Le browser n’augmente pas la résolution du scanner. Il existe différents types de scanner avec différents types de résolutions. Chaque fabricant de scanner a son propre format d’image. Un des attraits de Cytomine, “c’est que nous sommes compatibles avec la majorité de ces formats.
Promouvoir la collaboration
La plateforme Cytomine est utilisée dans l’enseignement, dans la recherche et bientôt au sein des hôpitaux.
Dans l’enseignement, et plus particulièrement en période d’épidémie et de confinement, Cytomine s’est présentée comme une solution pour le secteur de l’enseignement. “Au lieu d’inviter des étudiants dans une salle avec cinquante microscopes et cinquante prélèvements différents, notre plateforme permet le partage de la même image en distanciel”, se réjouit Jean Beka.
Cytomine est aussi exploitée par les laboratoires de recherches et commence à se déployer dans les hôpitaux. Mais le directeur est clair, “l’idée n’est pas que l’intelligence artificielle remplace les docteurs”. Le service est une aide au diagnostic. Pour Jean Beka, la plateforme Cytomine est un moyen simple de collaborer entre professionnels de santé. Il illustre, “grâce à notre service, un médecin bruxellois, s’il se heurte à un cas compliqué, peut consulter son confrère à new-yorkais, sans avoir à lui envoyer ses deux lames de prélèvements”.
Des données protégées
Face à cette énorme base de données, se pose alors la question des données personnelles. Jean Beka précise que toutes les images sont anonymisées. Un système de sécurité d’accès assure la confidentialité.
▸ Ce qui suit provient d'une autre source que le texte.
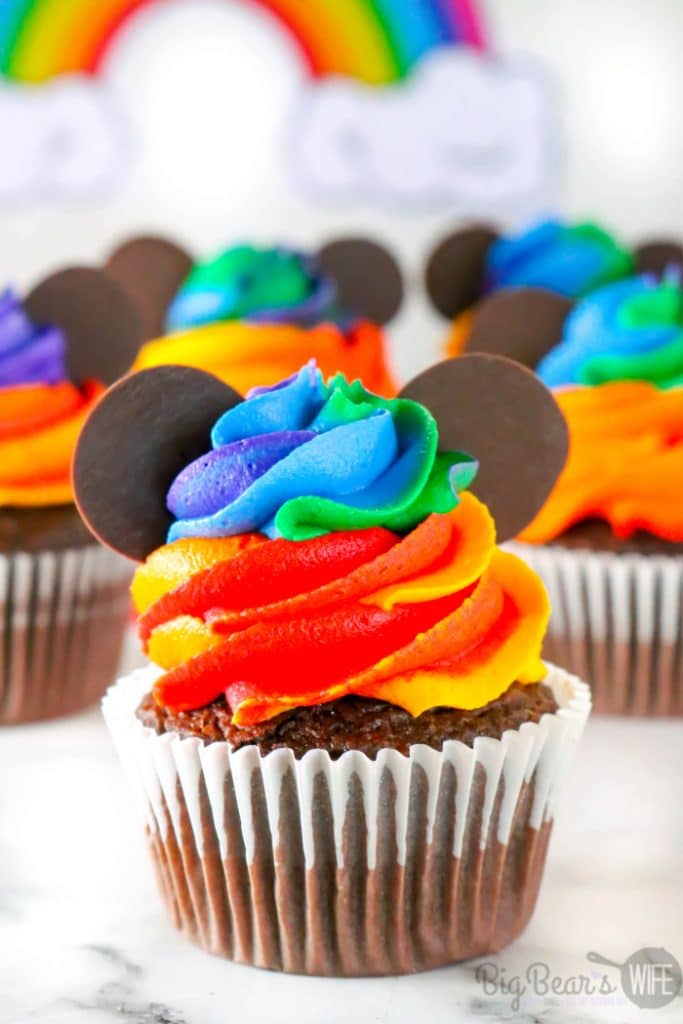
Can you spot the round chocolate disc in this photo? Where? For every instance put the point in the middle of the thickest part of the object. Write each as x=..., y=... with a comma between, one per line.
x=520, y=323
x=151, y=270
x=455, y=270
x=369, y=280
x=500, y=413
x=658, y=256
x=138, y=437
x=101, y=325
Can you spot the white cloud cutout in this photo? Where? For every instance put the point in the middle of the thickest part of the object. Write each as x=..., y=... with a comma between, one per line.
x=68, y=137
x=464, y=127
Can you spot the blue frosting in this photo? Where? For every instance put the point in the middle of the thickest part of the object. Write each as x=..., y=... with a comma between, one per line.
x=29, y=354
x=631, y=329
x=304, y=458
x=566, y=259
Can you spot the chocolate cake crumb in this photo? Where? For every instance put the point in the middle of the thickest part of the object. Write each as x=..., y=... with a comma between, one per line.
x=355, y=723
x=595, y=535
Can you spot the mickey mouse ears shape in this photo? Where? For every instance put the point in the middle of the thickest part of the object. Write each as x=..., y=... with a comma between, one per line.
x=522, y=324
x=368, y=279
x=151, y=269
x=136, y=440
x=100, y=324
x=151, y=425
x=502, y=414
x=456, y=269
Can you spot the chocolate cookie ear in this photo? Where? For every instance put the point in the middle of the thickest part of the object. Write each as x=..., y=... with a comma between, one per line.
x=499, y=412
x=135, y=441
x=657, y=256
x=520, y=323
x=151, y=270
x=456, y=269
x=101, y=326
x=368, y=278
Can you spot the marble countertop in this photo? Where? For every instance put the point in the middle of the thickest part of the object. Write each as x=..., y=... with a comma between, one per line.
x=84, y=939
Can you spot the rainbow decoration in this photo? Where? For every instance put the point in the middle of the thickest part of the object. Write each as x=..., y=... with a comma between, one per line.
x=375, y=41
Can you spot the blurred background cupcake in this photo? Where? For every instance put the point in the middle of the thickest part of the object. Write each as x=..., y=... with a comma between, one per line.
x=566, y=259
x=346, y=747
x=63, y=598
x=609, y=541
x=253, y=315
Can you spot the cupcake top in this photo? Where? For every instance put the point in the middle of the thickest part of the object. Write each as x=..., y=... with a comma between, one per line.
x=569, y=259
x=253, y=315
x=631, y=330
x=44, y=399
x=319, y=541
x=625, y=465
x=246, y=283
x=252, y=354
x=619, y=374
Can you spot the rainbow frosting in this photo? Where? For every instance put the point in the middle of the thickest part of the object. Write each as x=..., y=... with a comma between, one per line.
x=381, y=577
x=631, y=330
x=244, y=283
x=564, y=258
x=41, y=413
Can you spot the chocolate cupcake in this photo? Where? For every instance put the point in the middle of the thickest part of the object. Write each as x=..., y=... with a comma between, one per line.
x=253, y=315
x=63, y=598
x=346, y=749
x=609, y=541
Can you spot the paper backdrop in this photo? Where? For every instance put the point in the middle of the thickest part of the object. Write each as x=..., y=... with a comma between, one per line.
x=401, y=102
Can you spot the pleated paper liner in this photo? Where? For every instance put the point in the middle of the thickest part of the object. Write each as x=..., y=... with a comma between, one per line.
x=349, y=866
x=617, y=622
x=62, y=619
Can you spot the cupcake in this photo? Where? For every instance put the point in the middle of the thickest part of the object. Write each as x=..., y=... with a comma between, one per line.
x=63, y=597
x=252, y=315
x=568, y=260
x=346, y=750
x=608, y=542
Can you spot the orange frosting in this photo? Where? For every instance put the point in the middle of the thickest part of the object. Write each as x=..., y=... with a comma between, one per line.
x=39, y=426
x=483, y=614
x=625, y=465
x=249, y=355
x=459, y=333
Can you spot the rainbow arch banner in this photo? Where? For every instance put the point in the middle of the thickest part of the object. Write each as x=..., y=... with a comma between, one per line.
x=403, y=103
x=373, y=41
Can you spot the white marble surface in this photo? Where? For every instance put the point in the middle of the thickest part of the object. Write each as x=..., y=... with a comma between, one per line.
x=84, y=940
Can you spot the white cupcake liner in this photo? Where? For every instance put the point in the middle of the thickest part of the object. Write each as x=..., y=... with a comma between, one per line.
x=349, y=866
x=617, y=622
x=61, y=627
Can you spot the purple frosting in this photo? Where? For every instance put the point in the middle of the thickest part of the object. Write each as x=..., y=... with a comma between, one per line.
x=219, y=477
x=29, y=353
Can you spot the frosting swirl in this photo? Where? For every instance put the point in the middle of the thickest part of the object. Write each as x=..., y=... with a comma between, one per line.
x=304, y=458
x=268, y=286
x=41, y=413
x=29, y=354
x=631, y=330
x=250, y=354
x=379, y=580
x=625, y=465
x=437, y=619
x=564, y=258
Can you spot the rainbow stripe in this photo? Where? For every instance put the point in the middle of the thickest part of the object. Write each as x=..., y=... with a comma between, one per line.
x=376, y=41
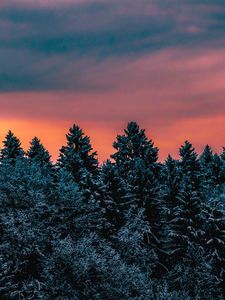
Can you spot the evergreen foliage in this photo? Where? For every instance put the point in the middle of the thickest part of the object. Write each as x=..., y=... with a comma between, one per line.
x=131, y=228
x=11, y=148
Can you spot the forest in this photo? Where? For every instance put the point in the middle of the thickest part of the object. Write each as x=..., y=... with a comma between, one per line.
x=132, y=227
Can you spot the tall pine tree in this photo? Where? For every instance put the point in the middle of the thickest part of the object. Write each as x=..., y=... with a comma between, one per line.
x=11, y=148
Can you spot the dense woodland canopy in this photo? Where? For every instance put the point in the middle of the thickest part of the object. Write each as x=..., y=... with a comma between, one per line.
x=131, y=228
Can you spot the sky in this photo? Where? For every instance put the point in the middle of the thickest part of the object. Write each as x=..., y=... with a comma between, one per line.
x=102, y=63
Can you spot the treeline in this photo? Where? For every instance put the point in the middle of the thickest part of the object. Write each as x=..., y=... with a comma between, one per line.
x=132, y=228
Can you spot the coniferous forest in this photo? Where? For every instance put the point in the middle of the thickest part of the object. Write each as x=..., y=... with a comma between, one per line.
x=130, y=228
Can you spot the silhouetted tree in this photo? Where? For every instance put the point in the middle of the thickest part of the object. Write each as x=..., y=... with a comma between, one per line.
x=11, y=148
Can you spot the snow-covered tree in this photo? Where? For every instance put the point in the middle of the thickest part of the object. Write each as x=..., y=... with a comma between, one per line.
x=11, y=148
x=38, y=152
x=77, y=154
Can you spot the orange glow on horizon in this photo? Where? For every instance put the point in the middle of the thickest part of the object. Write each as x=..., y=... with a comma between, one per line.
x=168, y=140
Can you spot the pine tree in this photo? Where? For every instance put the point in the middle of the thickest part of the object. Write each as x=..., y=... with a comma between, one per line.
x=12, y=148
x=187, y=222
x=77, y=155
x=223, y=166
x=169, y=195
x=118, y=198
x=38, y=153
x=189, y=163
x=134, y=144
x=214, y=237
x=136, y=159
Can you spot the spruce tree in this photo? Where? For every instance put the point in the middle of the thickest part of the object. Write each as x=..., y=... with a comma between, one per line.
x=223, y=166
x=189, y=163
x=136, y=159
x=214, y=237
x=77, y=155
x=38, y=153
x=11, y=148
x=206, y=166
x=187, y=222
x=170, y=186
x=118, y=198
x=134, y=144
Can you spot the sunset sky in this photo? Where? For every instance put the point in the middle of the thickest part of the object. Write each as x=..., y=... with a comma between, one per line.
x=102, y=63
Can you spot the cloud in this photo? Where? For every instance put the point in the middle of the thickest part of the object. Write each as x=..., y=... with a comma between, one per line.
x=41, y=40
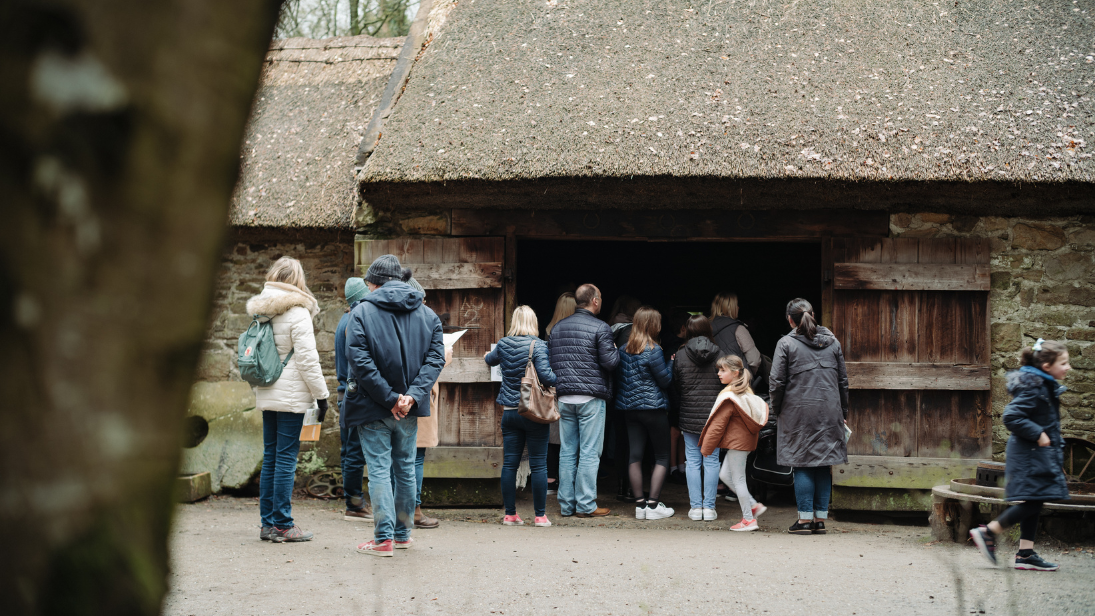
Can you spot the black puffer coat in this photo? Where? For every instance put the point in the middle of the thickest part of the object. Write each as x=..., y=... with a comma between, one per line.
x=1034, y=473
x=695, y=383
x=642, y=380
x=583, y=356
x=809, y=398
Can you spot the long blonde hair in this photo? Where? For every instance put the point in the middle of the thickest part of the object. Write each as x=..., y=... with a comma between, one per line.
x=725, y=304
x=564, y=307
x=523, y=323
x=289, y=271
x=739, y=385
x=646, y=326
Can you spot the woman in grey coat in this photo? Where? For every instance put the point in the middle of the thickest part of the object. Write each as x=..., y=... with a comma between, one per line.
x=809, y=398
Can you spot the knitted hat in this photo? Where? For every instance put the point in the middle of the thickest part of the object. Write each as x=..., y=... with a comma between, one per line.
x=356, y=289
x=384, y=269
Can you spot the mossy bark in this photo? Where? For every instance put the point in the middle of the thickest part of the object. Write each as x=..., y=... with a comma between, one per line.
x=119, y=131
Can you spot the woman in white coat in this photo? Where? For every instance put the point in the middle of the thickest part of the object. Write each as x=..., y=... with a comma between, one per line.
x=290, y=307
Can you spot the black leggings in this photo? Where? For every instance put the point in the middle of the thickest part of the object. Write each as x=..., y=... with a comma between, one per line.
x=1024, y=513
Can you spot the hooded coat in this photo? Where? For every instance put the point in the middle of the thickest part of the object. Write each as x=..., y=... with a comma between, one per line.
x=290, y=312
x=695, y=382
x=808, y=386
x=394, y=347
x=1034, y=473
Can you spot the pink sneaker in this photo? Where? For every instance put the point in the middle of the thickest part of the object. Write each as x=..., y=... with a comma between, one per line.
x=745, y=526
x=383, y=548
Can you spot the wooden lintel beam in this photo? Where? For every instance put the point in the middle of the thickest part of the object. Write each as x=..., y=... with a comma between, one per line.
x=911, y=277
x=892, y=375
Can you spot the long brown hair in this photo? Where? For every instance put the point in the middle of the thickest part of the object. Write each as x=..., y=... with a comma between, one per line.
x=646, y=326
x=739, y=385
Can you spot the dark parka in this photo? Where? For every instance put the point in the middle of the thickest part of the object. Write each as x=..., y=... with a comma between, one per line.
x=511, y=353
x=583, y=356
x=809, y=398
x=642, y=380
x=1034, y=473
x=393, y=346
x=695, y=383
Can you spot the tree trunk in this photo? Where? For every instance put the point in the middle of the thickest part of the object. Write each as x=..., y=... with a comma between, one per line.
x=119, y=144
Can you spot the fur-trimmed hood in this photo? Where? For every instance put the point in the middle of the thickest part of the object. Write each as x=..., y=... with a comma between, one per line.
x=277, y=298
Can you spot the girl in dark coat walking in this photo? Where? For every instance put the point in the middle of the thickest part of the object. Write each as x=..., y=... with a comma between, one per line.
x=695, y=387
x=642, y=380
x=1035, y=451
x=513, y=353
x=809, y=398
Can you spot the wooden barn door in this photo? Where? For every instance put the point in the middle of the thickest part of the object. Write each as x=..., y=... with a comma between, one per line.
x=912, y=318
x=462, y=277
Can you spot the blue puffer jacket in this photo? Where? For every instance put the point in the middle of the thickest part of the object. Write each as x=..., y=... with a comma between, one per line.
x=513, y=353
x=642, y=380
x=583, y=356
x=1034, y=473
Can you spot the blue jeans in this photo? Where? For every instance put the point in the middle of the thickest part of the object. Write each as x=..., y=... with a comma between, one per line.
x=517, y=431
x=813, y=489
x=581, y=432
x=353, y=463
x=280, y=446
x=419, y=461
x=390, y=452
x=701, y=491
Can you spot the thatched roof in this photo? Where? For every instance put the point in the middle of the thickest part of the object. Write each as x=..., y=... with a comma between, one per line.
x=903, y=92
x=308, y=117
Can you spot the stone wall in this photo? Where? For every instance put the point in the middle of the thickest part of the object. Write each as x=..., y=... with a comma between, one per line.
x=1042, y=286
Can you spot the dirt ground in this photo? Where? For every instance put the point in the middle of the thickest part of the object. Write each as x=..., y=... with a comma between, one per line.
x=618, y=565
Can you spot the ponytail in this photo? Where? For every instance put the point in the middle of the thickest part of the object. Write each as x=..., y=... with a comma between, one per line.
x=802, y=313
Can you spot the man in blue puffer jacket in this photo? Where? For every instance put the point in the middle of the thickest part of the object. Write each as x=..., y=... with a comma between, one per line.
x=583, y=357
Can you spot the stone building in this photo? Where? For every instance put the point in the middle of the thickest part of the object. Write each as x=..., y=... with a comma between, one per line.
x=919, y=173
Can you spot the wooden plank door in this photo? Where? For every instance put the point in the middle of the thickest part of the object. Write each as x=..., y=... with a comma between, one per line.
x=462, y=277
x=912, y=318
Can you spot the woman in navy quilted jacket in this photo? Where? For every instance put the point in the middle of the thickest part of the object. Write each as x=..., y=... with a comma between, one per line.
x=643, y=379
x=511, y=353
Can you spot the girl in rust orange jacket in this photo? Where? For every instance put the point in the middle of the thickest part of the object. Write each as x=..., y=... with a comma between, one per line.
x=734, y=425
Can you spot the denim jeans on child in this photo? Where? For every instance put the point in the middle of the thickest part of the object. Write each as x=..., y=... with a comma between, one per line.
x=389, y=446
x=280, y=446
x=516, y=432
x=581, y=432
x=353, y=463
x=813, y=489
x=701, y=491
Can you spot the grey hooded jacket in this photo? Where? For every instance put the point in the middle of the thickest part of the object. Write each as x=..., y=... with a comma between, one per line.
x=809, y=398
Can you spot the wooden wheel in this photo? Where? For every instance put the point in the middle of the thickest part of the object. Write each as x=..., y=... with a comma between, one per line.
x=1080, y=461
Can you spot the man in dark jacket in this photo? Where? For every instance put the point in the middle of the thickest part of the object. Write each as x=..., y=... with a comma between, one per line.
x=395, y=352
x=353, y=457
x=583, y=358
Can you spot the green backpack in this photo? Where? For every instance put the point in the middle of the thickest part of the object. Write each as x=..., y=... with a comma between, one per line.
x=260, y=364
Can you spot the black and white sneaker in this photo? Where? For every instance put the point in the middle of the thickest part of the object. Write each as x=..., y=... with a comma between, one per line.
x=1034, y=562
x=986, y=541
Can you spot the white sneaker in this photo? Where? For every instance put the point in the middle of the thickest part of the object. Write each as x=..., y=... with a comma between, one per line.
x=659, y=512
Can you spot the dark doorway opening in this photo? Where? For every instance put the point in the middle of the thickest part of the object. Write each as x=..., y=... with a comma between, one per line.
x=676, y=278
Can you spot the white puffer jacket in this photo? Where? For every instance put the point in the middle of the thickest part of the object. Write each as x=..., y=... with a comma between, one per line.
x=301, y=382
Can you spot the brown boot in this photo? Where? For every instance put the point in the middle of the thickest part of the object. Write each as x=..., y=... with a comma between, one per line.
x=421, y=521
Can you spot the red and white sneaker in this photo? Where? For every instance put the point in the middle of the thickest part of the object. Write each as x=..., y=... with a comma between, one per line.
x=383, y=548
x=745, y=525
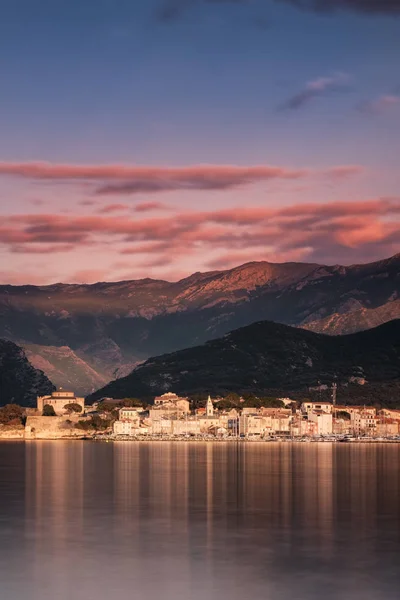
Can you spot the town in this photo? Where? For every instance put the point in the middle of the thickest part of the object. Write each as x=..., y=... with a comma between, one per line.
x=170, y=416
x=62, y=415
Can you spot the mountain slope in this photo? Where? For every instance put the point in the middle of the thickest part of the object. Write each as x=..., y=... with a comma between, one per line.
x=116, y=325
x=20, y=382
x=266, y=356
x=65, y=368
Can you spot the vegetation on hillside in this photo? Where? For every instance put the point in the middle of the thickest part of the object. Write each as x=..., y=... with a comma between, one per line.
x=268, y=360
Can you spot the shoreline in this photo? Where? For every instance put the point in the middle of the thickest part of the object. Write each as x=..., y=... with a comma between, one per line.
x=191, y=440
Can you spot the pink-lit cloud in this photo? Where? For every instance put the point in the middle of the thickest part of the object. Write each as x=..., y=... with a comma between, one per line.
x=150, y=206
x=315, y=88
x=110, y=208
x=332, y=232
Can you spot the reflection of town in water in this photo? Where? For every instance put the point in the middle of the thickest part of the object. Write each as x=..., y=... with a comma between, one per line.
x=209, y=520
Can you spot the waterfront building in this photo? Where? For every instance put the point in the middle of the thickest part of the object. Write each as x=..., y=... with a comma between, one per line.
x=323, y=420
x=319, y=406
x=59, y=400
x=387, y=427
x=371, y=410
x=168, y=399
x=169, y=405
x=390, y=413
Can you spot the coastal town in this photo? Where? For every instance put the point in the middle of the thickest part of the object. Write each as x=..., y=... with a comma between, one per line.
x=62, y=415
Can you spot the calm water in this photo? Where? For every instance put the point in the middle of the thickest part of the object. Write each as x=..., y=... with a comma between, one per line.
x=83, y=520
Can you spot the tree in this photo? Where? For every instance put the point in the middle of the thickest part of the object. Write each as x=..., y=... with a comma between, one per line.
x=73, y=407
x=132, y=402
x=342, y=414
x=48, y=411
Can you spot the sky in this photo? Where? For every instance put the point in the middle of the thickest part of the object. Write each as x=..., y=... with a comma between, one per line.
x=161, y=138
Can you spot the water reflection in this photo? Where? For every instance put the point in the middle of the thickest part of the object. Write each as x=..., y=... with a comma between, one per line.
x=195, y=521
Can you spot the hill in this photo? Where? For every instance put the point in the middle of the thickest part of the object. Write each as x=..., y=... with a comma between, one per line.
x=267, y=356
x=114, y=326
x=20, y=382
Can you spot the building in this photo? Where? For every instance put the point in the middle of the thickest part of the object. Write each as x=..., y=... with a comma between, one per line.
x=170, y=398
x=169, y=405
x=58, y=400
x=320, y=406
x=209, y=408
x=323, y=421
x=390, y=413
x=388, y=427
x=128, y=413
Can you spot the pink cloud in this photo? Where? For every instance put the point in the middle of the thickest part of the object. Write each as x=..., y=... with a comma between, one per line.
x=380, y=105
x=109, y=208
x=148, y=206
x=336, y=231
x=125, y=179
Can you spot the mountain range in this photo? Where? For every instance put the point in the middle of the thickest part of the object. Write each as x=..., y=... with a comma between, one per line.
x=20, y=382
x=85, y=335
x=265, y=358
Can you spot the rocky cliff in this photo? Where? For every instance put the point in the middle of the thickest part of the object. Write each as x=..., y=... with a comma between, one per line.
x=106, y=329
x=20, y=382
x=267, y=356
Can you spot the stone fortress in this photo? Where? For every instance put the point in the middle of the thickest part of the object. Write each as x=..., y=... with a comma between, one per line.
x=58, y=400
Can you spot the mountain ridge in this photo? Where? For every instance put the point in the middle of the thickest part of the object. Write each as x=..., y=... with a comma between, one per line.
x=113, y=326
x=266, y=356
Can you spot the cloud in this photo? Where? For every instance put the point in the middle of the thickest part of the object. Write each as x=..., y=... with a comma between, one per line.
x=149, y=206
x=171, y=10
x=380, y=105
x=313, y=89
x=41, y=248
x=390, y=7
x=110, y=208
x=128, y=180
x=88, y=276
x=331, y=232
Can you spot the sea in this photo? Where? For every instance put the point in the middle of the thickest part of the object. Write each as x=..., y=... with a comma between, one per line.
x=84, y=520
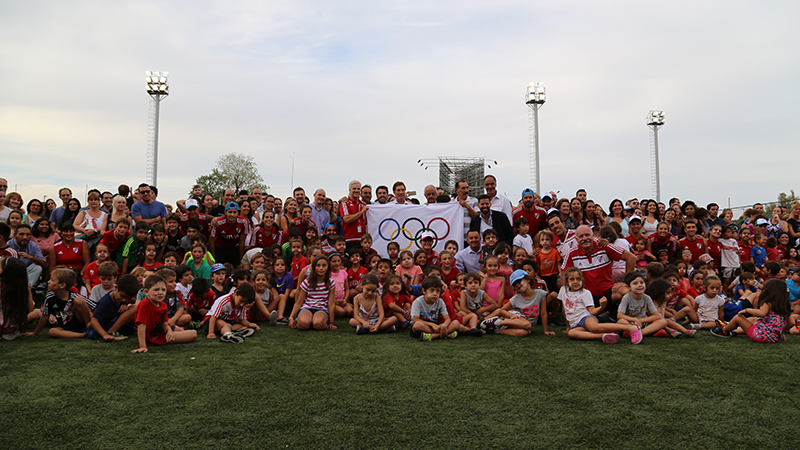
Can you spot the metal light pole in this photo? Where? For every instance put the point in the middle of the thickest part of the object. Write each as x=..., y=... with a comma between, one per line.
x=655, y=120
x=158, y=89
x=534, y=98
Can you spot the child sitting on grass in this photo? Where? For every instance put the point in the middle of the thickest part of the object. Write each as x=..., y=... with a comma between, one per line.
x=115, y=312
x=152, y=323
x=474, y=299
x=520, y=314
x=228, y=316
x=769, y=319
x=315, y=302
x=396, y=303
x=429, y=313
x=368, y=314
x=65, y=310
x=659, y=290
x=637, y=308
x=580, y=312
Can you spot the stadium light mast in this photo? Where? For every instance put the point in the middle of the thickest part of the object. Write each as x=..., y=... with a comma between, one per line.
x=534, y=98
x=655, y=120
x=158, y=89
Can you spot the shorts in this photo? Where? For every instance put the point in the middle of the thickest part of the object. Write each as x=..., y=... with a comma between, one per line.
x=314, y=310
x=582, y=323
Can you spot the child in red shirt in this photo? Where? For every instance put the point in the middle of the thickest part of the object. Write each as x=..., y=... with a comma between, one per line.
x=152, y=323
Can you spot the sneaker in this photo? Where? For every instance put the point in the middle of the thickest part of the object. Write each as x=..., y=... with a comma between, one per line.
x=474, y=332
x=244, y=332
x=610, y=338
x=231, y=338
x=673, y=333
x=636, y=336
x=490, y=323
x=118, y=337
x=719, y=332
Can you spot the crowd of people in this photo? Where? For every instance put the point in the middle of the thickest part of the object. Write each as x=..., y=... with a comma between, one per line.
x=126, y=263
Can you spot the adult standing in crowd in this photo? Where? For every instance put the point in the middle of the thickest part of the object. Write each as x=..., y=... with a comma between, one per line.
x=498, y=201
x=536, y=216
x=319, y=214
x=148, y=209
x=489, y=218
x=354, y=221
x=468, y=204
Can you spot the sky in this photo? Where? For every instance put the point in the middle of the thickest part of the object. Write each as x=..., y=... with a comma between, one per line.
x=364, y=89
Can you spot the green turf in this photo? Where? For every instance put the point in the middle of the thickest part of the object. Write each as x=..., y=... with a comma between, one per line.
x=288, y=389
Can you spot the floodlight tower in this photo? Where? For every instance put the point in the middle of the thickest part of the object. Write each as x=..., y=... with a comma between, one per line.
x=655, y=120
x=158, y=89
x=534, y=98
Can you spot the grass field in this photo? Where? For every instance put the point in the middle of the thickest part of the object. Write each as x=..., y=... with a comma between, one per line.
x=288, y=389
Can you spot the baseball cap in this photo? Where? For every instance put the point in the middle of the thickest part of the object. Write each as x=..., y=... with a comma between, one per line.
x=516, y=276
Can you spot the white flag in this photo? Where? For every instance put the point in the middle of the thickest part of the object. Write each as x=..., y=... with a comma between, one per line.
x=405, y=224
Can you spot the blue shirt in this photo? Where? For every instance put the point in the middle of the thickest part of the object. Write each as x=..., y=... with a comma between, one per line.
x=151, y=211
x=32, y=249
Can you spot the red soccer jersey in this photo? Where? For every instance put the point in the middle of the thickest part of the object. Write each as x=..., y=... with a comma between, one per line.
x=201, y=220
x=227, y=235
x=69, y=255
x=195, y=303
x=355, y=277
x=595, y=267
x=298, y=262
x=354, y=230
x=537, y=219
x=697, y=247
x=265, y=238
x=153, y=317
x=715, y=251
x=111, y=239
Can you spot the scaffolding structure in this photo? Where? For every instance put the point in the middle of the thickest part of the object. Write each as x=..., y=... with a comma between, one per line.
x=453, y=169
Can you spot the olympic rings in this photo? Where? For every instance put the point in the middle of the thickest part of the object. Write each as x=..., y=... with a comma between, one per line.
x=380, y=233
x=407, y=234
x=421, y=223
x=437, y=236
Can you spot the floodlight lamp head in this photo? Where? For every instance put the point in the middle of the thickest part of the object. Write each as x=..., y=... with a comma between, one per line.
x=535, y=93
x=655, y=118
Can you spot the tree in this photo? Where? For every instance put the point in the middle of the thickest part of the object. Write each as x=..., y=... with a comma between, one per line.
x=232, y=171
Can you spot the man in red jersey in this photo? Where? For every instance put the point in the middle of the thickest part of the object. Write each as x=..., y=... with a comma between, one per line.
x=537, y=217
x=354, y=223
x=226, y=242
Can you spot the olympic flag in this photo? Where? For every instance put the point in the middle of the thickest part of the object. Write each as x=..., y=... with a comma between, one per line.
x=405, y=224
Selon leur profil, chercheurs, médecins et étudiants n’auront pas accès aux mêmes fonctionnalités et données. Il prend l’exemple d’une université utilisatrice de Cytomine, “pour son enseignement en pathologie, tous les étudiants et accès devront être vérifiés“. De même pour les laboratoires de recherche, seulement quelques chercheurs pourront accéder aux images. Concernant les hôpitaux, ils stockeront eux-mêmes leurs images sur un cloud privé ou sur celui de Cytomine. L’institution prendra ensuite la décision de les rendre publiques, ou pas.
“L’image est le carburant, que certains n’aiment pas partager”
D’ici quelques années, quatre à cinq millions de nouvelles images seront disponibles sur la plateforme. Cette base de donnée sera mise à disposition par Big Picture, un programme européen de développement de l’intelligence artificielle dont Cytomine est partenaire.
Le prochain défi de la start-up est d’obtenir une certification “médical device” pour permettre son utilisation en hôpital.